At approximately one and a third seconds before midnight, the Elephant Hunters, nomadic mammoth hunting Paleo-Indians, crossed over from Asia via an ancient land bridge that crossed the Bering Straight during the last great Ice Age and moved into the Grand Canyon region, becoming its first human residents and appreciators.
During the final instants of this rather eventful six-day work week, former USGS director Major John Wesley Powell's historic 1869 Survey and First Expedition/Float Trip through the Grand Canyon coursed through at approximately fifteen milliseconds prior to midnight.
Then at the end of His geological work week, God surveyed His rocks in the most Grand of all the Canyons in all the Earth that He had created, and all the life that dwelt upon them, and behold, it was very good.
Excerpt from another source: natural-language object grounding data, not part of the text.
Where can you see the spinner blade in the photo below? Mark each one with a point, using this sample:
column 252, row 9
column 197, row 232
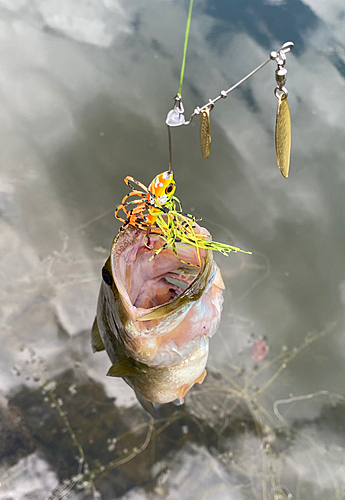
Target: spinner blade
column 283, row 135
column 205, row 133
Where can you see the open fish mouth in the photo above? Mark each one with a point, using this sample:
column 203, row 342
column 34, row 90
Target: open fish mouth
column 168, row 308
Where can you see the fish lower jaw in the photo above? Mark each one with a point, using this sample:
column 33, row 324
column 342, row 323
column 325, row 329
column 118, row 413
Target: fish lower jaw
column 170, row 354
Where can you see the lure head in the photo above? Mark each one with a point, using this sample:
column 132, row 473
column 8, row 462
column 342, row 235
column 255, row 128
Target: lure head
column 162, row 187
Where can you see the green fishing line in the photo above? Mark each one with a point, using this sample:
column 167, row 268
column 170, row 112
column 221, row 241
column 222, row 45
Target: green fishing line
column 185, row 46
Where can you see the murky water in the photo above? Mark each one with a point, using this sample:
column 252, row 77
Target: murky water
column 85, row 88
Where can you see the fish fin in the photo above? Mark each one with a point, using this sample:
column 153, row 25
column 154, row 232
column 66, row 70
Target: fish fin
column 123, row 368
column 96, row 339
column 148, row 406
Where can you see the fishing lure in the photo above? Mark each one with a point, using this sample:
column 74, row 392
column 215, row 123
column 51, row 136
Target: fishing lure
column 157, row 210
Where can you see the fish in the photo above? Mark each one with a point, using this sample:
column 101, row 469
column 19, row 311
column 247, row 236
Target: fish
column 155, row 317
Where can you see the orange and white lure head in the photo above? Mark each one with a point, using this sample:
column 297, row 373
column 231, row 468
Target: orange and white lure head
column 162, row 188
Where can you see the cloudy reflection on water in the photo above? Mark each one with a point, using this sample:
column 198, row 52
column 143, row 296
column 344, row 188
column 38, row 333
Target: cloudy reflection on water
column 85, row 87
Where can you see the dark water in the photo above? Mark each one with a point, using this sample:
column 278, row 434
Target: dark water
column 84, row 91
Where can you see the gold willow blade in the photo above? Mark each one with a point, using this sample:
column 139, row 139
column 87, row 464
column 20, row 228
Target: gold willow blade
column 205, row 133
column 283, row 135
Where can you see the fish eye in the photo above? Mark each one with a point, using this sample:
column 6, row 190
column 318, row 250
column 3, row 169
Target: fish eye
column 169, row 188
column 107, row 278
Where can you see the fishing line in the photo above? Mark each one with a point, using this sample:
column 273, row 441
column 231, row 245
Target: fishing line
column 185, row 46
column 175, row 116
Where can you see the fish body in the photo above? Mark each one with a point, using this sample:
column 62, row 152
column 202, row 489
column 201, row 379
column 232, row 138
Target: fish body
column 155, row 318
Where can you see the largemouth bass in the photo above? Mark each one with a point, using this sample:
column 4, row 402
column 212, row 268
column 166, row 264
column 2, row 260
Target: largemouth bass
column 155, row 318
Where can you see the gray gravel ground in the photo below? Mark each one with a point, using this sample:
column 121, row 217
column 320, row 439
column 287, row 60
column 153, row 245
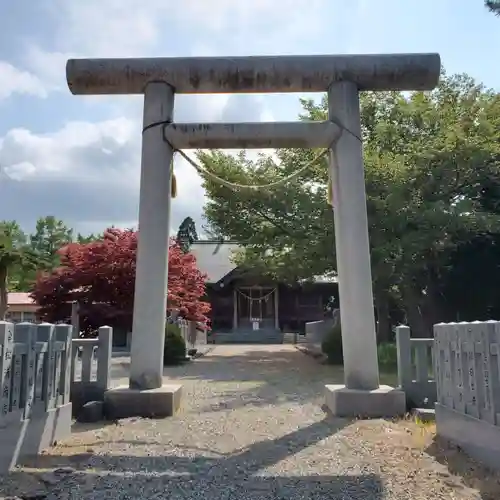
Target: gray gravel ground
column 252, row 427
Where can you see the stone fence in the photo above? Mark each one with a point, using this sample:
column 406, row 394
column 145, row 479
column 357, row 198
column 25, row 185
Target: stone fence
column 467, row 368
column 91, row 368
column 416, row 368
column 193, row 337
column 45, row 376
column 316, row 332
column 35, row 381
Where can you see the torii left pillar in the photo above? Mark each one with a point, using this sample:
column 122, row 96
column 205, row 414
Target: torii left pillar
column 146, row 394
column 342, row 77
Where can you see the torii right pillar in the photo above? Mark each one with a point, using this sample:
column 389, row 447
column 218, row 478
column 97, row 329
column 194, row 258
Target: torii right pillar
column 362, row 395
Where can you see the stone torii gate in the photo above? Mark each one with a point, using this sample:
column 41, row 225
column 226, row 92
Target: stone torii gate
column 342, row 77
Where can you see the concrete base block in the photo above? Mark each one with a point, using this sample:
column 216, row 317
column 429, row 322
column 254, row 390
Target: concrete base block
column 25, row 438
column 382, row 402
column 424, row 415
column 123, row 402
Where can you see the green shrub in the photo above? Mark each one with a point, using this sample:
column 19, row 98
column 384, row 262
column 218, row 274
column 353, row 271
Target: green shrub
column 387, row 356
column 174, row 351
column 332, row 346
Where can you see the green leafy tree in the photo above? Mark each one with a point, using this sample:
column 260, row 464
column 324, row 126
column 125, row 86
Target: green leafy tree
column 50, row 236
column 15, row 257
column 428, row 158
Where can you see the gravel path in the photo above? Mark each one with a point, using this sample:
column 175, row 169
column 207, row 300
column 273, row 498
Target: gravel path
column 252, row 427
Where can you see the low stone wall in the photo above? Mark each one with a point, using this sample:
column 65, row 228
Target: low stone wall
column 91, row 368
column 467, row 368
column 416, row 368
column 316, row 331
column 35, row 381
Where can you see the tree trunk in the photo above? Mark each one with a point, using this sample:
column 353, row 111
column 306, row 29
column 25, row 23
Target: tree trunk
column 4, row 302
column 383, row 316
column 412, row 301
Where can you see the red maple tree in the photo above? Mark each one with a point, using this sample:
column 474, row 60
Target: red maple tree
column 100, row 276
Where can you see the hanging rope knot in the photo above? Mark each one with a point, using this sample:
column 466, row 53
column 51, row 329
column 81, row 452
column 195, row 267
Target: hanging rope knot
column 204, row 172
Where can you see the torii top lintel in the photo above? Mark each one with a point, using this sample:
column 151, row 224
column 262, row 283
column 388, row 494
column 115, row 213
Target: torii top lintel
column 263, row 74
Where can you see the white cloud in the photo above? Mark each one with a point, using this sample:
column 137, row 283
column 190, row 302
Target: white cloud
column 88, row 172
column 16, row 81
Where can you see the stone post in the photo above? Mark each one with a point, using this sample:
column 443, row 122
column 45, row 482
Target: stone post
column 351, row 242
column 361, row 395
column 150, row 297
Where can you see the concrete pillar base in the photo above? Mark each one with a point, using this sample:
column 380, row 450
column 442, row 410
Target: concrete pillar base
column 382, row 402
column 123, row 402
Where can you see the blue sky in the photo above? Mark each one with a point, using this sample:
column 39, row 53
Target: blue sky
column 78, row 157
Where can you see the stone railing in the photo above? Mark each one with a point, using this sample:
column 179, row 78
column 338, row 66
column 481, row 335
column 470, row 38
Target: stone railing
column 316, row 331
column 35, row 381
column 416, row 368
column 193, row 337
column 467, row 365
column 91, row 368
column 44, row 376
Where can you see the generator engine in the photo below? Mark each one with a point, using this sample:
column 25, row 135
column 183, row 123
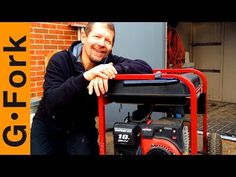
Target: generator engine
column 166, row 136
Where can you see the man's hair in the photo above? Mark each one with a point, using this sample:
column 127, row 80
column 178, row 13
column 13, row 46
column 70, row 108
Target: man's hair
column 109, row 25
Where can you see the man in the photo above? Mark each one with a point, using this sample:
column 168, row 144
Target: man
column 65, row 120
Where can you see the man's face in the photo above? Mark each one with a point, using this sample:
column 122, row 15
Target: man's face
column 99, row 42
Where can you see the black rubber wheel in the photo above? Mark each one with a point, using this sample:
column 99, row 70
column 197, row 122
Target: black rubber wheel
column 214, row 144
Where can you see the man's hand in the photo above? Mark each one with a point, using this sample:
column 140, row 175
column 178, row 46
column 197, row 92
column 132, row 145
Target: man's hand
column 99, row 85
column 105, row 71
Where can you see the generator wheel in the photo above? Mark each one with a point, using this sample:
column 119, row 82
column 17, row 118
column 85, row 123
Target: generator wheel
column 214, row 144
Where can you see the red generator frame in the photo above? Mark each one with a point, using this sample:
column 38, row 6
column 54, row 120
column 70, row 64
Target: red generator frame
column 165, row 73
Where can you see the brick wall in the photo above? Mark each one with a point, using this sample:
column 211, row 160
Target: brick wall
column 45, row 39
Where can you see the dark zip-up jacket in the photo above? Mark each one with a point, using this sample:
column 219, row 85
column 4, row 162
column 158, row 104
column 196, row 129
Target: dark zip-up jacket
column 66, row 102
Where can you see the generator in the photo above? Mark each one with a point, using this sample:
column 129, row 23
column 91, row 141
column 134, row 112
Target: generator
column 175, row 92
Except for the annihilation of several of His species caused by a couple of hydroelectric dams of the Colorado River in the vicinity, and pollution saturated haze emitted by a near by coal burning power plant, that were the works of man. But there wasn't a whole lot God could do about that, as He was still working out some fundamental philosophical issues and problems with the creational ramifications of free will and stupidity. And so on the seventh day God declared geologic Miller time, and He knocked off to enjoy the view.